Parfois les gens se braquent, ils ne nous parlent plus, les amis nous tournent le dos. Parfois ils vont nous prendre en pitié. Parfois ils vont s’en servir pour nous rabaisser, par exemple s’ils savent que tu n’as pas tes parents.

En fait, c’est mieux que les personnes apprennent à nous connaître avant de savoir, sinon on est directement fichés. Souvent on essaie de ne pas en parler, de le cacher parfois, parce que pour être embauché c’est compliqué. Ça peut faire peur.

Un·e jeune disait : « On m’a déjà dit : ‘T’as pas une tête à aller en foyer’. Comme s’il fallait avoir une tête pour ça ! Comme si on pouvait savoir, rien qu’en nous voyant ! »

Un·e professionnelle disait : « Dans ma vie privée, quand j’explique mon travail, on me dit : ‘Les pauvres, ils font de la peine’. »
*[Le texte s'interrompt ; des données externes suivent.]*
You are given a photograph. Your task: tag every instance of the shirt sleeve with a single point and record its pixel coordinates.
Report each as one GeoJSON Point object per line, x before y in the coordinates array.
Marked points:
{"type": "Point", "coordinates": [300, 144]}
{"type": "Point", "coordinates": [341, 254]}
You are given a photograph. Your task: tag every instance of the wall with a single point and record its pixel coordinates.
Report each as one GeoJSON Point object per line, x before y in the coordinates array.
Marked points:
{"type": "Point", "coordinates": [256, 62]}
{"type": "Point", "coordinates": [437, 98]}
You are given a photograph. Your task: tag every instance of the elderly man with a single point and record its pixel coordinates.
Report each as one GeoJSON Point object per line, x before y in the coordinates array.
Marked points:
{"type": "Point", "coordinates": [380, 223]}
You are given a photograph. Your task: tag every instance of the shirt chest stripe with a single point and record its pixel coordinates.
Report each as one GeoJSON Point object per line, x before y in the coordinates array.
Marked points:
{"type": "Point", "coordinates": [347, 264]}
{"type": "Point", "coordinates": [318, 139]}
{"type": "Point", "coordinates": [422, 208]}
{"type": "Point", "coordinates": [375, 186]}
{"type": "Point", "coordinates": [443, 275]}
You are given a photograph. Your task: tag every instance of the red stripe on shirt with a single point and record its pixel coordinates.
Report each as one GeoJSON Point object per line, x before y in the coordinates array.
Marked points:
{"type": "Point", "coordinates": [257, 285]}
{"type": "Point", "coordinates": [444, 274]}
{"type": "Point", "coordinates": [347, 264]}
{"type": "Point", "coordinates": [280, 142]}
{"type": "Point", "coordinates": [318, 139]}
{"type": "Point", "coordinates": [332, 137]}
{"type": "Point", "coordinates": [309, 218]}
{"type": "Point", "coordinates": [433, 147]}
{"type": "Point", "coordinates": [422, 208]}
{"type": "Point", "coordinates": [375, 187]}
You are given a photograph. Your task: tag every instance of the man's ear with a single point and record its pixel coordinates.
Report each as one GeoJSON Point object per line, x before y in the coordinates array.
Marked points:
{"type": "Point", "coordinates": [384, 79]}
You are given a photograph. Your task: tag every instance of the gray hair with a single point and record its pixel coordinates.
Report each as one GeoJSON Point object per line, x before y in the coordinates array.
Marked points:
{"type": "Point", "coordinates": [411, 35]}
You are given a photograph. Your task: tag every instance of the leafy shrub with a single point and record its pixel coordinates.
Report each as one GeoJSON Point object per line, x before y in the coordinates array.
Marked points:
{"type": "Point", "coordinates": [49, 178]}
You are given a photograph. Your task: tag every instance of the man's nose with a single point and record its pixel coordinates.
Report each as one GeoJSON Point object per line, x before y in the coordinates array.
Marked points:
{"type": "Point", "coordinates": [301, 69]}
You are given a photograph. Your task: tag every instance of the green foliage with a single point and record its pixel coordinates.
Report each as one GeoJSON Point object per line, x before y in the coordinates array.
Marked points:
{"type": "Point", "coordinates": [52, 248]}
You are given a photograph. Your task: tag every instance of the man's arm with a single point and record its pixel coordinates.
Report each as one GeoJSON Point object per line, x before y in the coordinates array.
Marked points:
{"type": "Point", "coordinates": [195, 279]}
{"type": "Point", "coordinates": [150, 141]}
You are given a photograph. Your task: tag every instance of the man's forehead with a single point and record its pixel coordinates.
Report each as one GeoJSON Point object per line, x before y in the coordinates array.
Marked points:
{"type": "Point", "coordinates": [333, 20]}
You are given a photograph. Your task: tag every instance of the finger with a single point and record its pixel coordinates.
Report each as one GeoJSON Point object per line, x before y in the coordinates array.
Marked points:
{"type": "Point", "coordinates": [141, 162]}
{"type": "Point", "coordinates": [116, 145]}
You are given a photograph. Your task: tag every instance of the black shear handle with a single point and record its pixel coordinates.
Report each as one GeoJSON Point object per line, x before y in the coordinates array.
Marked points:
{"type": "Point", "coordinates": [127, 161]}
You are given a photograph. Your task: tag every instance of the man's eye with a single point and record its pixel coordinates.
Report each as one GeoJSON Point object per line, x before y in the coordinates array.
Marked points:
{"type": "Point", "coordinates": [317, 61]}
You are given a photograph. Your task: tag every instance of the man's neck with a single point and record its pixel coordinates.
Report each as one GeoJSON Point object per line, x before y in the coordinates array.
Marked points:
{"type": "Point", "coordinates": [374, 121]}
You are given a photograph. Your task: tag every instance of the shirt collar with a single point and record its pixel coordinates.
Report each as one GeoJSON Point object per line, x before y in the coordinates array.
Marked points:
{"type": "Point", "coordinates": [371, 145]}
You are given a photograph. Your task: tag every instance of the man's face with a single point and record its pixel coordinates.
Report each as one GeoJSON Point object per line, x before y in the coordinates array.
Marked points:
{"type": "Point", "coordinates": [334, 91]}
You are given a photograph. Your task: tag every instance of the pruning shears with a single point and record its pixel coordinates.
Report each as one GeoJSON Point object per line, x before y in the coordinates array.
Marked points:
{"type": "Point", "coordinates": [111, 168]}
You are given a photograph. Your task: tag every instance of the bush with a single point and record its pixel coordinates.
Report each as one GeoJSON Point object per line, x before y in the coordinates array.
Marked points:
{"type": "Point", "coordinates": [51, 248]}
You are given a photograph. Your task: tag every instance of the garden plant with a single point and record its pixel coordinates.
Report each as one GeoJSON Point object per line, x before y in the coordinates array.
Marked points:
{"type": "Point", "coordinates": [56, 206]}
C’est normal d’arrêter les idées fausses ; ça ne se fait pas de dire des choses comme ça sur les jeunes ! Nous espérons qu’en vous présentant notre travail aujourd’hui, ça permettra de trouver des outils, des moyens nécessaires pour faire avancer les visions des gens sur nous.

Lors de la journée d’étude, des échanges ont eu lieu entre les jeunes et les professionnels présents

Voici quelques extraits :

– Est-ce que les éducateurs et les assistants sociaux ont des idées fausses sur vous ?

« Bien sur, on en entend souvent et ça vient de partout. Par exemple : ‘Viens pas te plaindre si tu te fais agresser avec ta tenue’ ; ‘Ça lui plairait à elle de se faire violer’ ; ‘Regardez-les ces jeunes, on va jamais avancer avec eux’. »

– Concernant le poids des mots, et l’utilisation du jargon professionnel : quel impact sur vous ?

« Quand au foyer on nous parle de ‘transfert’ alors qu’on part en vacances, ou bien de ‘vêture’ alors qu’on va juste faire les magasins ou les soldes… ça ne donne pas l’impression d’avoir une vie normale. Quand je parle de la vie extérieure au foyer, je parle de la vraie vie. Au foyer, tu es avec des gens que tu ne connais pas, tu es avec des éducs qui changent tout le temps. On ne se sent pas en sécurité pour l’avenir. Si on pouvait se parler avec des mots simples, de tous les jours, ce serait bien. »

– Quelles sont les attentes des jeunes de la protection de l’enfance vis-à-vis des professionnels ?

« Nous attendons des professionnels qu’ils puissent nous soutenir, nous épauler. Mais pas avec de la pitié ou de la compassion.

Dans notre éducation, on nous conseille de nous remettre en question sur nos préjugés alors même que les professionnels ne font pas cet effort et se confortent entre eux sur leurs préjugés.

Ce qu’on pourrait attendre des professionnels, c’est de ne pas se sentir seuls détenteurs du savoir. Nous les jeunes nous avons aussi un savoir. »

– Comment font les jeunes pour survivre avec cette violence du quotidien ?

« D’abord on cherche à comprendre, à savoir les raisons de notre placement, et qu’on nous l’explique. On apprend à l’accepter. On survit, car on n’a pas le choix. On cherche de l’aide là où on peut : éducateurs, amis, famille, psy…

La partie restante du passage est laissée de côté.